For all years from 2000 through 2005, except for 2002, the average price significantly exceeded the average of the sum of major costs. Also, in each of those years, drilling activity was very strong, with the rig fleet in the WCSB operating at close to maximum capacity. In 2002, when the price dipped down to approximately equal to the sum of the costs, drilling activity also declined markedly (see Figure 3.2).
Drilling activity was very strong in 2006 until approximately mid-year, driven by high prices in the winter of 2005/2006. In the spring of 2006, a sustained period of lower prices commenced, altering the relationship between major costs and price such that a widespread drop in drilling activity occurred in the WCSB. On average, the price in 2006 was approximately 6.20 $Cdn/GJ, which was again below the estimated average costs for that year.
Cost escalation and reduced drilling efficiency were symptoms of overheated economic conditions in the western Canada oil and natural gas drilling sector in 2006. As cost inflation caused companies to exhaust their drilling budgets early, drilling activity in the second half of the year fell further behind the frantic pace of 2005 and even below 2004 levels. Gas storage filled ahead of schedule and helped to send natural gas prices in Western Canada, at the end of September 2006, to their lowest level since 2002.
Drilling budgets for 2007 were being set at roughly the same time that natural gas prices were bottoming out in September-October 2006. Negative sentiment regarding natural gas prices coincided with an estimated 5 billion $Cdn increase in 2007 capital spending requirements for oil sands projects in Alberta and better economics for conventional and heavy oil drilling. With no expected rise in total upstream capital spending in 2007, it appears that the entire increase in oil and oil sands related expenditures could come from gas drilling budgets. This could result in approximately a 8 billion $Cdn or 35 percent reduction in gas-related drilling expenditures in 2007.

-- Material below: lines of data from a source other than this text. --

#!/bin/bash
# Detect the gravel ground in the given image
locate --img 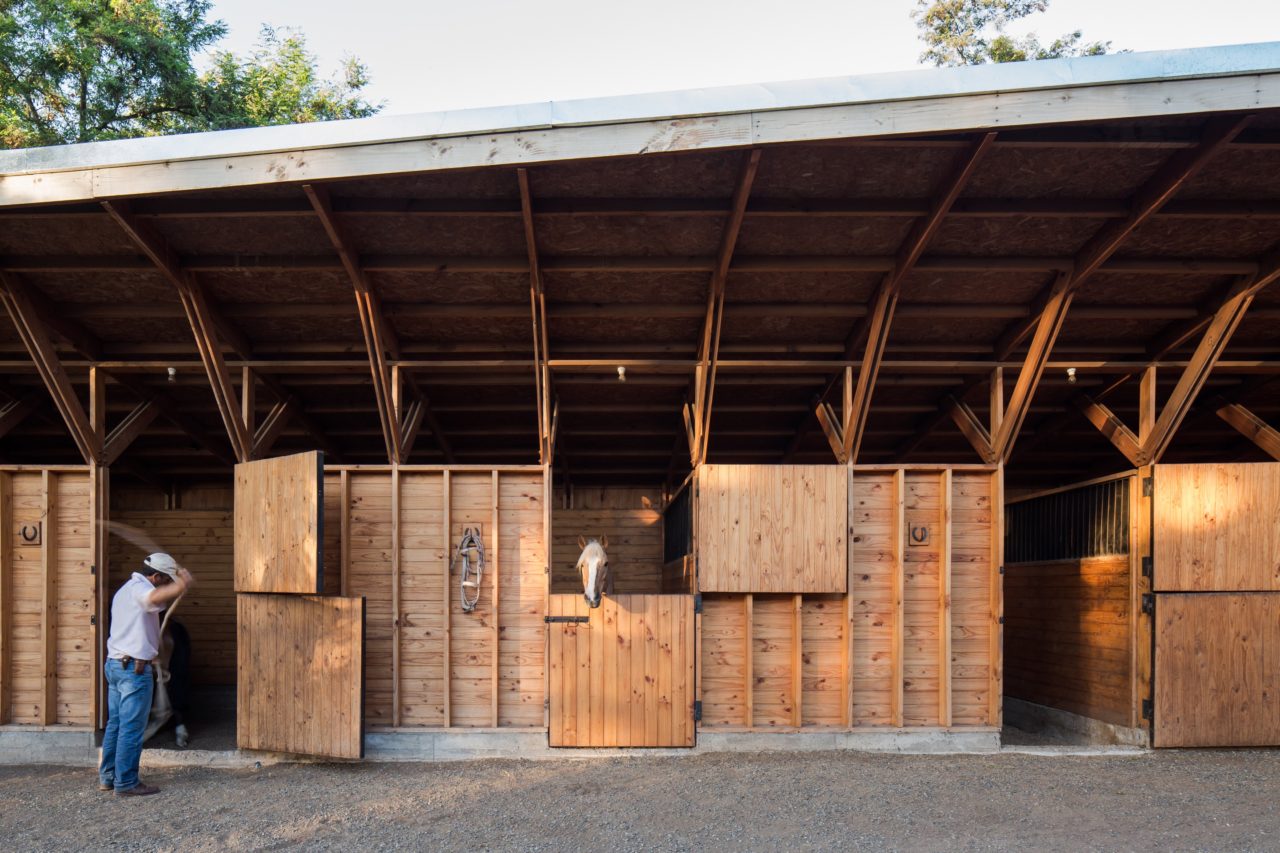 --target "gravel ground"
[0,751,1280,853]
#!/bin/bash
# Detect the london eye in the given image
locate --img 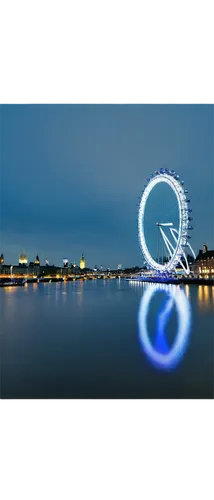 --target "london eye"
[138,168,196,274]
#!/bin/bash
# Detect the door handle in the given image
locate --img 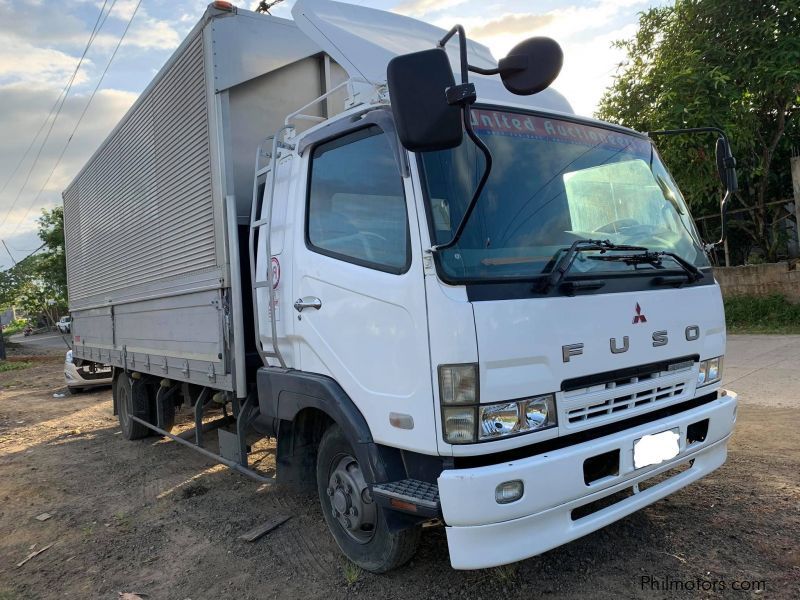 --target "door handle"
[294,296,322,312]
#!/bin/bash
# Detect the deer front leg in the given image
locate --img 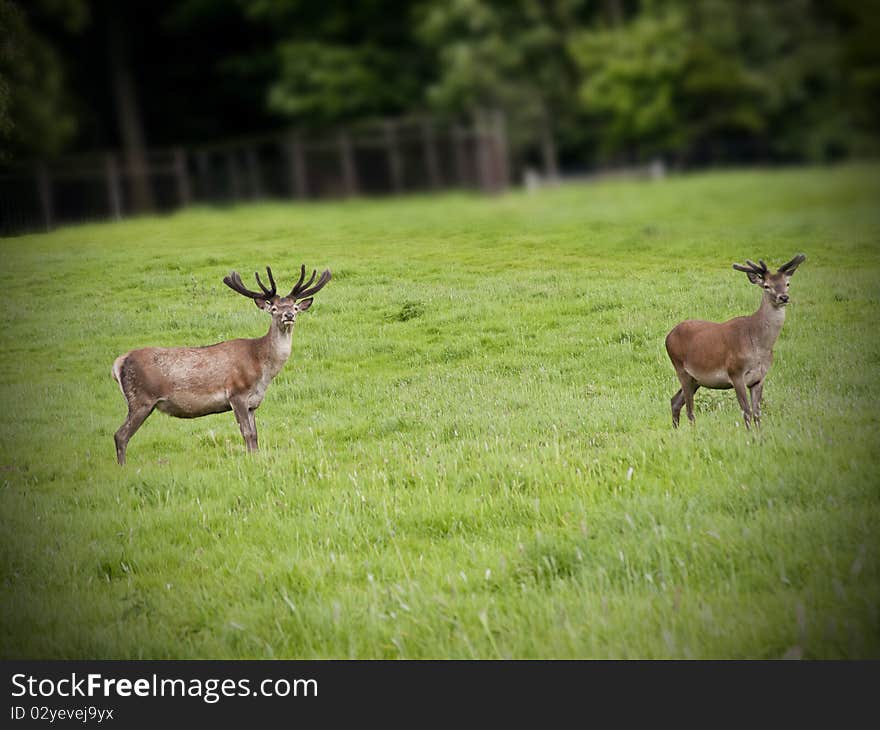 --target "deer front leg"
[731,378,752,428]
[113,403,156,466]
[672,370,700,426]
[670,388,684,428]
[749,379,764,427]
[229,397,257,451]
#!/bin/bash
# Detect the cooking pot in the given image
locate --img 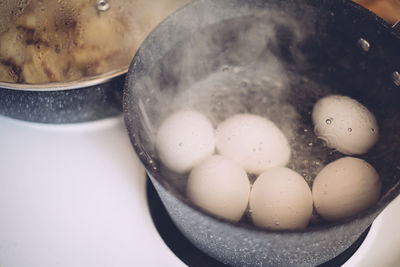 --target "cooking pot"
[123,0,400,266]
[0,0,187,123]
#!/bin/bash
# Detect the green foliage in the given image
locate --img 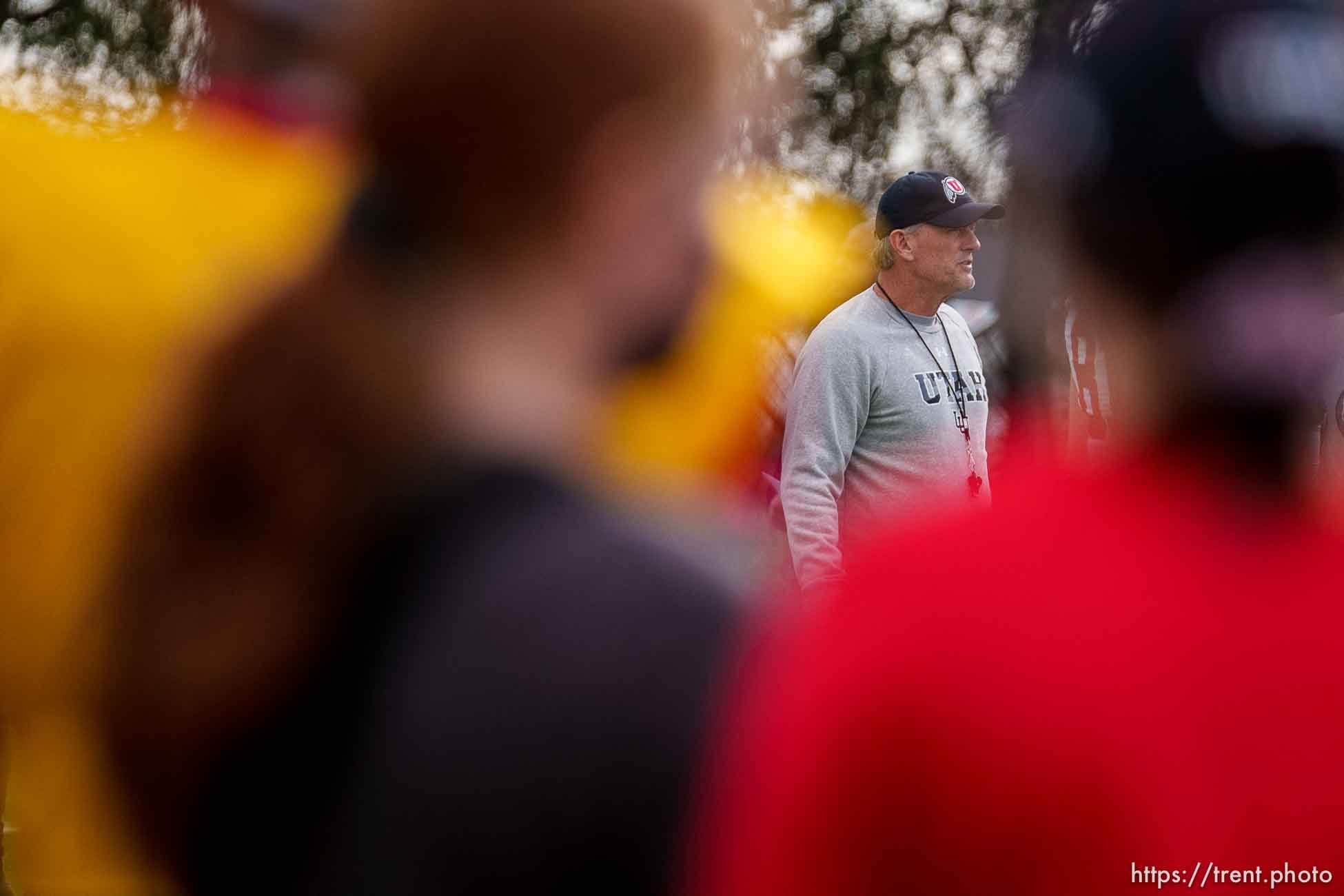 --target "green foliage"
[770,0,1058,201]
[0,0,205,128]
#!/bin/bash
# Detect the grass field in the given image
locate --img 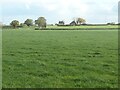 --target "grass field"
[2,29,118,88]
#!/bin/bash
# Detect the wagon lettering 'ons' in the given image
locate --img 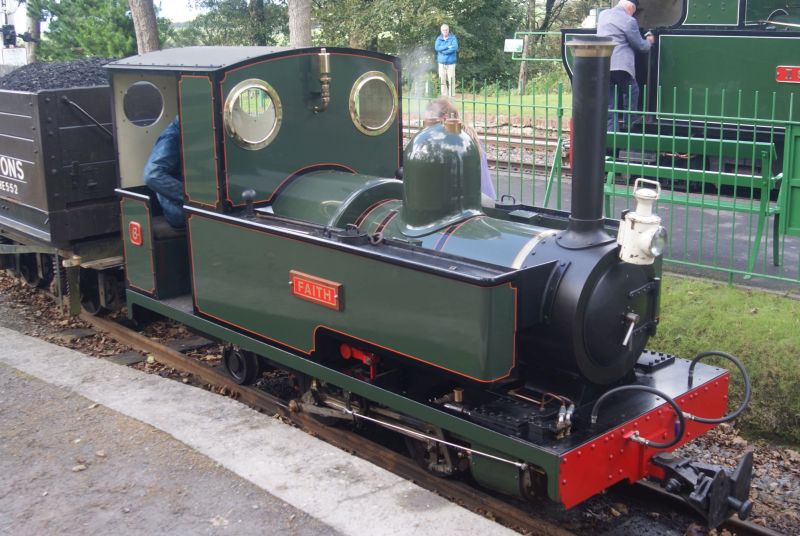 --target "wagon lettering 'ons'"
[290,271,341,311]
[0,155,25,181]
[775,65,800,84]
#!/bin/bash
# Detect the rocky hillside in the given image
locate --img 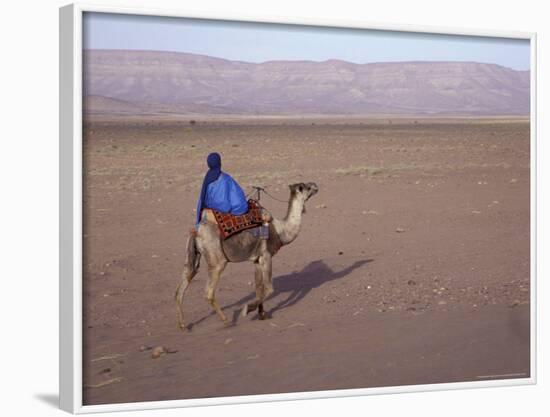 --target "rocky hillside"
[84,50,529,115]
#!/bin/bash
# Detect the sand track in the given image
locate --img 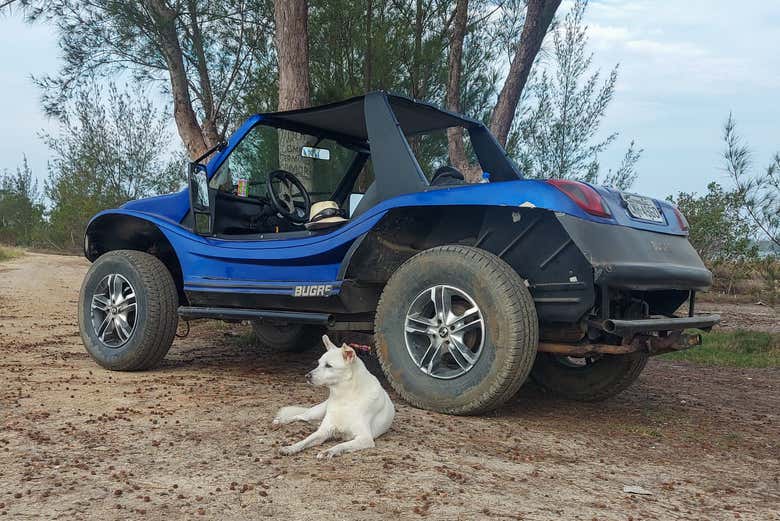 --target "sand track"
[0,254,780,520]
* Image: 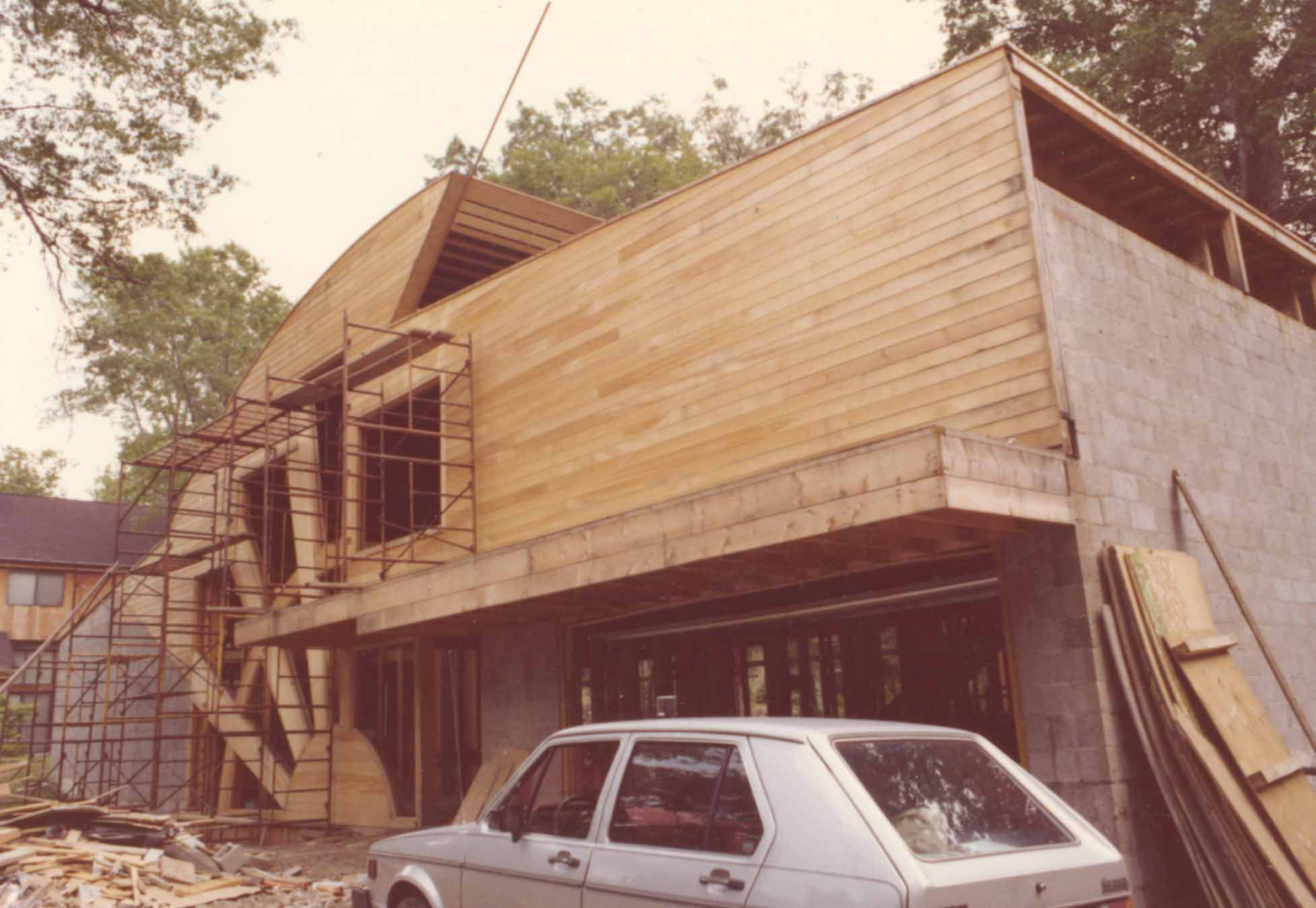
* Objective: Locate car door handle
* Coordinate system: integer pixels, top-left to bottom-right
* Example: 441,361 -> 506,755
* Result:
549,849 -> 580,869
698,868 -> 744,892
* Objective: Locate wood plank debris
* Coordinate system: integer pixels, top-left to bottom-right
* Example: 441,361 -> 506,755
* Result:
1102,546 -> 1316,908
0,796 -> 363,908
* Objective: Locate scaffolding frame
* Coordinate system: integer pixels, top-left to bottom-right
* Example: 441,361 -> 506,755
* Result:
0,316 -> 477,826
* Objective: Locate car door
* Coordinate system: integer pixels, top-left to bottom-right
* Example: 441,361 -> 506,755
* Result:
462,736 -> 621,908
585,736 -> 774,908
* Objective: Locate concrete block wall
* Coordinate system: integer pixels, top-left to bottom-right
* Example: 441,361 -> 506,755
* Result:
1039,185 -> 1316,750
1001,523 -> 1197,905
1031,185 -> 1316,908
480,624 -> 562,758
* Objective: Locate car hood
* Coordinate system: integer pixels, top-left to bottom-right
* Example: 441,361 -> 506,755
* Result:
369,822 -> 477,858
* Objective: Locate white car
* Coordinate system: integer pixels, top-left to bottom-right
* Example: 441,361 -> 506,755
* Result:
352,718 -> 1133,908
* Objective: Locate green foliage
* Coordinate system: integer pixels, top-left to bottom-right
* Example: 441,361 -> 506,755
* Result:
427,67 -> 872,217
55,243 -> 290,500
926,0 -> 1316,237
0,0 -> 293,292
0,445 -> 69,497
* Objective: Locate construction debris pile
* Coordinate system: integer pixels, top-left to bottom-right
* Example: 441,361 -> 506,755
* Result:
1103,546 -> 1316,908
0,799 -> 356,908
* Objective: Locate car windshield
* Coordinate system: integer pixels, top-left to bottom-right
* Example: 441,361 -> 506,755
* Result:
836,738 -> 1073,861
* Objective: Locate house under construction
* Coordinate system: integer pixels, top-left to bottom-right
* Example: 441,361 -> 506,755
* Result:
2,46 -> 1316,904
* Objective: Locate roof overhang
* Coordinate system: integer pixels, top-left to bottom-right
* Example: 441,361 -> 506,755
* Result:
236,427 -> 1073,646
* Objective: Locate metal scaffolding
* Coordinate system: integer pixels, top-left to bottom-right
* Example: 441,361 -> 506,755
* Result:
0,317 -> 475,823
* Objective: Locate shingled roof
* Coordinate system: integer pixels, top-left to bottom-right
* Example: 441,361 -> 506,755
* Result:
0,494 -> 118,567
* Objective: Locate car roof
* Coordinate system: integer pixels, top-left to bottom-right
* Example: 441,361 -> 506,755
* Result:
553,716 -> 978,743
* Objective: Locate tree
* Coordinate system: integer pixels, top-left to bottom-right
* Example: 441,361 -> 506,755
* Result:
926,0 -> 1316,237
55,243 -> 290,500
0,445 -> 69,497
427,66 -> 872,217
0,0 -> 293,299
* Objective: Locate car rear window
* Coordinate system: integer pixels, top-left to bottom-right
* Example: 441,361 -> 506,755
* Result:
836,738 -> 1073,861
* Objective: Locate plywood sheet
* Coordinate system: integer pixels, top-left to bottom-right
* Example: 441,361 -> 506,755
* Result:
1108,546 -> 1316,904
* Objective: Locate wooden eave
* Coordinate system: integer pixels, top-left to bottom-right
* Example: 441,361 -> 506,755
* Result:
236,427 -> 1073,646
394,174 -> 603,322
1004,43 -> 1316,271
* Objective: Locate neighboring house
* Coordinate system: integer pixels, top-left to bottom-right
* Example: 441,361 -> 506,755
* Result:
0,493 -> 118,746
30,40 -> 1316,904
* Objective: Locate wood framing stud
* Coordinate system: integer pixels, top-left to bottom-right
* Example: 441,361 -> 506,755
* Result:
1188,230 -> 1216,275
1247,754 -> 1316,791
1220,211 -> 1250,293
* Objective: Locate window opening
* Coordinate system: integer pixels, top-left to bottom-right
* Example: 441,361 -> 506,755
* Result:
490,741 -> 618,838
243,462 -> 297,585
836,740 -> 1073,861
316,394 -> 343,540
6,570 -> 65,605
355,644 -> 415,816
576,599 -> 1019,756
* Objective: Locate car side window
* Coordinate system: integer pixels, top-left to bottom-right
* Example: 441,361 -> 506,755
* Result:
608,741 -> 763,854
490,741 -> 619,838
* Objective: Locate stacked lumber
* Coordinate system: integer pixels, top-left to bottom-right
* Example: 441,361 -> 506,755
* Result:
0,799 -> 349,908
1102,546 -> 1316,908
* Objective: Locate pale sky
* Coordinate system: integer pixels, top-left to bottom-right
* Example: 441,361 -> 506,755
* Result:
0,0 -> 941,497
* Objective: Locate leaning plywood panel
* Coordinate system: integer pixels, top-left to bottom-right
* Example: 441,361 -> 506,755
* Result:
1126,550 -> 1316,881
1115,547 -> 1316,901
384,53 -> 1065,549
1103,546 -> 1316,908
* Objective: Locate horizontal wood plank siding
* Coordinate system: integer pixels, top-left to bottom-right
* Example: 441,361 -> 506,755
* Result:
238,179 -> 447,399
239,52 -> 1063,550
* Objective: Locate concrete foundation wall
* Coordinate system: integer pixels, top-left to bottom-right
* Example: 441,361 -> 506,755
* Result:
1001,525 -> 1197,905
1037,185 -> 1316,907
480,624 -> 562,759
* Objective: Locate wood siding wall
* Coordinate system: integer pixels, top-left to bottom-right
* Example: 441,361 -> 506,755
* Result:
242,53 -> 1063,550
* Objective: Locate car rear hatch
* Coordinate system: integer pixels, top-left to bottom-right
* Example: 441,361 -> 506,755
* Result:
832,730 -> 1131,908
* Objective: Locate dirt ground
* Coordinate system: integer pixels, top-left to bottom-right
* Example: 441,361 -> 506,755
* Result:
213,830 -> 383,908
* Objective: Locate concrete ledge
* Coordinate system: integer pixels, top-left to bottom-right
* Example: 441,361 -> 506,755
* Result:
237,427 -> 1073,646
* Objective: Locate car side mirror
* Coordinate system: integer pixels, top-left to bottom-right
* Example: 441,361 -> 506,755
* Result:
503,804 -> 525,842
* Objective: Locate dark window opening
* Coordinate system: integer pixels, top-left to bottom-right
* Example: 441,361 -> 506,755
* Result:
354,644 -> 415,816
6,570 -> 65,605
573,587 -> 1019,757
421,641 -> 483,822
362,383 -> 444,545
243,463 -> 297,583
0,639 -> 55,758
316,395 -> 343,540
1024,89 -> 1316,328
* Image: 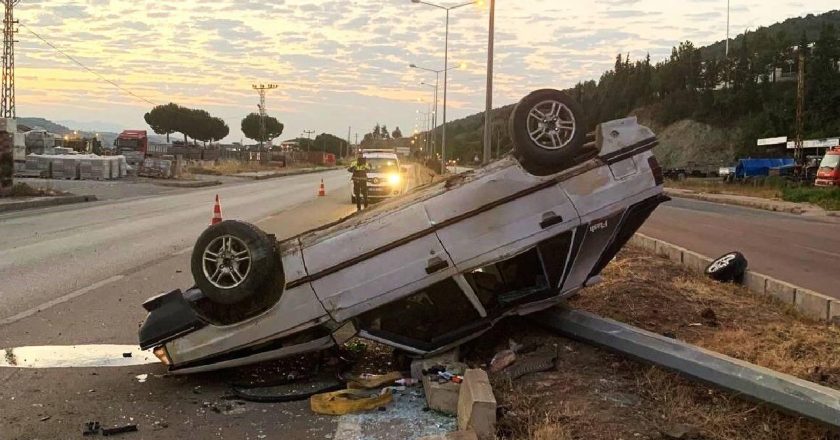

Coupled with reduced gas drilling activity, growth in the Western Canada drilling rig and service fleets in 2007 is also contributing to lower utilization. While some of the newly constructed rigs have been shifted to projects in the U.S., the total Canadian drilling rig fleet has grown from 844 to 885 in the first half of 2007. Rig Utilization over the first half of 2007 has fallen to 40 percent, compared to 65 percent over the same period in 2006. Lower utilization has resulted in new rigs displacing older less-efficient units, less work by inexperienced rig crews, and the ability for services to keep up with drilling operations to reduce delays. These factors are expected to contribute to improved drilling efficiency (metres drilled per day) in 2007.
Although background cost inflation from oil sands-related activity in Alberta and worldwide economic growth continue to put pressure on input costs such as labour, steel, fuel and services, lower utilization has resulted in operators reducing drilling day rates. Through lower drilling costs and improved drilling efficiency, some producers have begun reporting reductions in well costs of 10 to 30 percent from 2006 levels. Some of this reduction has been eroded by the appreciation of the Canadian dollar with respect to U.S. export revenues.
The WCSB remains positive with respect to natural gas prospectivity, with an estimated remaining recoverable resource base of 2,600 billion m3 (92 Tcf) from conventional gas alone at the end of 2004. Significant volumes of unconventional gas (CBM, tight gas and shale gas) are likely to be added to the recoverable resource base as producers continue to develop the understanding and techniques to unlock these resources. However, recent supply cost studies and general industry sentiment suggests that, even with recent cost reductions, natural gas prices in Western Canada may need to exceed 7 $Cdn/GJ and perhaps even 8 $Cdn/GJ before margins would be sufficient for drilling to recover toward the roughly 18,000 gas-intent wells drilled per year in 2004 and 2005.
After many years with an increasing focus on shallow gas and CBM, the industry in western Canada has significantly reduced its shallow gas activity and has been drilling more deeper targets on the west side of the basin. The average depth per gas well in the WCSB in 2006 was approximately 1,080 metres, compared to around 960 metres in 2003.
Investment in upstream natural gas development may be negatively impacted by fiscal uncertainty regarding a change to tax policy for energy trusts and a royalty review in Alberta. Some energy trusts have reported that uncertainty over how they will revert to taxable status by 2011 has made it more difficult to raise capital and thereby continue to purchase producing properties. The uncertainty in the trust sector may also be impacting the junior oil and gas sector (less than 10,000 BOE/d), as the strategy of many of the junior companies was to grow to a certain size and then sell producing assets to the trusts.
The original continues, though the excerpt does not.